Tudo isso que está aí no ar
Malas, cuecas que voam entupidas de dinheiro
Do meu dinheiro! Do nosso dinheiro!
Que reservamos duramente
Pra educar os meninos mais pobres que nós
Pra cuidar gratuitamente da saúde deles e dos seus pais
Esse dinheiro viaja na bagagem da impunidade
E eu não posso mais...
Quantas vezes minha esperança vai esperar no cais?
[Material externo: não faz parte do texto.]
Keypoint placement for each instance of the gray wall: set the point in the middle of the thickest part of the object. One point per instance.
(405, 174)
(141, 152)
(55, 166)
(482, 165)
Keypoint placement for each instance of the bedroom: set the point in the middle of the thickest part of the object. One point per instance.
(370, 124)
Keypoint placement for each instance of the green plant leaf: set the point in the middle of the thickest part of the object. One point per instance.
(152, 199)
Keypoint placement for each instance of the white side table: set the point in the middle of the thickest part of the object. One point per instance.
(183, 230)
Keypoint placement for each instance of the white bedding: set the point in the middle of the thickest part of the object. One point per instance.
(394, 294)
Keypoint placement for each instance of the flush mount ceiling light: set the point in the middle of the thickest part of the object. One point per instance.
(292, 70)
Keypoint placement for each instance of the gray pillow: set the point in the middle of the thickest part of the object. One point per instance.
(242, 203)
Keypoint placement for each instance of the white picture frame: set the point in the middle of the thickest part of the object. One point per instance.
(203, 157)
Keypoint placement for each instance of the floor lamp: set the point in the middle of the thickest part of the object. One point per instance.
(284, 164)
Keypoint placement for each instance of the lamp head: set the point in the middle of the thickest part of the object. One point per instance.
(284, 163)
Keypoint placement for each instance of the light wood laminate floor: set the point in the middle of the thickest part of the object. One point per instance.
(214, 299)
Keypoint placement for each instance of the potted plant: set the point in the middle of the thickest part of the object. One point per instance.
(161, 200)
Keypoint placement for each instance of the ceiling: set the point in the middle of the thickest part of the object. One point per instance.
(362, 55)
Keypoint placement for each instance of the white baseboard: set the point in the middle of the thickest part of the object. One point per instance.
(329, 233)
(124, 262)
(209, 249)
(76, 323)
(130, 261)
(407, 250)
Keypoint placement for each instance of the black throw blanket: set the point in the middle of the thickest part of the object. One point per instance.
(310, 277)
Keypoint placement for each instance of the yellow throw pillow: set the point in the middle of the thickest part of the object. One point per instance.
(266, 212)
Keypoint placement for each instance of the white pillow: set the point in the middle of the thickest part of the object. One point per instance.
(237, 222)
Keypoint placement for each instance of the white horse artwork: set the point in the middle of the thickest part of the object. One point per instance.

É certo que tempos difíceis existem pra aperfeiçoar o aprendiz
Mas não é certo que a mentira dos maus brasileiros venha quebrar no nosso nariz
Meu coração tá no escuro
A luz é simples
Regada ao conselho simples de meu pai, minha mãe, minha vó
e os justos que os precederam
Não roubarás!
Devolva o lápis do coleguinha!
Esse apontador não é seu meu filho!
Pois bem, se mexeram comigo
Com a velha e fiel fé do meu povo sofrido
Então agora eu vou sacanear
Mais honesto ainda eu vou ficar!
Só de sacanagem
Dirão: Deixa de ser bobo,
Desde Cabral que aqui só tem roubo
E eu vou dizer: Não importa!
Será este o meu carnaval
Vou confiar mais e outra vez
Eu, meu irmão, meu filho e meus amigos
Vamos pagar limpo a quem a gente deve
E receber limpo do nosso freguês
Com o tempo, a gente consegue ser livre, ético e o escambau
Dirão: É inútil, todo mundo aqui é corrupto
Desde o primeiro homem que veio de portugal
E eu direi: Não admito, minha esperança é imortal
E eu repito: Ouviram? IMORTAL!!!
Sei que não dá pra mudar o começo
Mas, se a gente quiser,
Vai dar pra mudar o final"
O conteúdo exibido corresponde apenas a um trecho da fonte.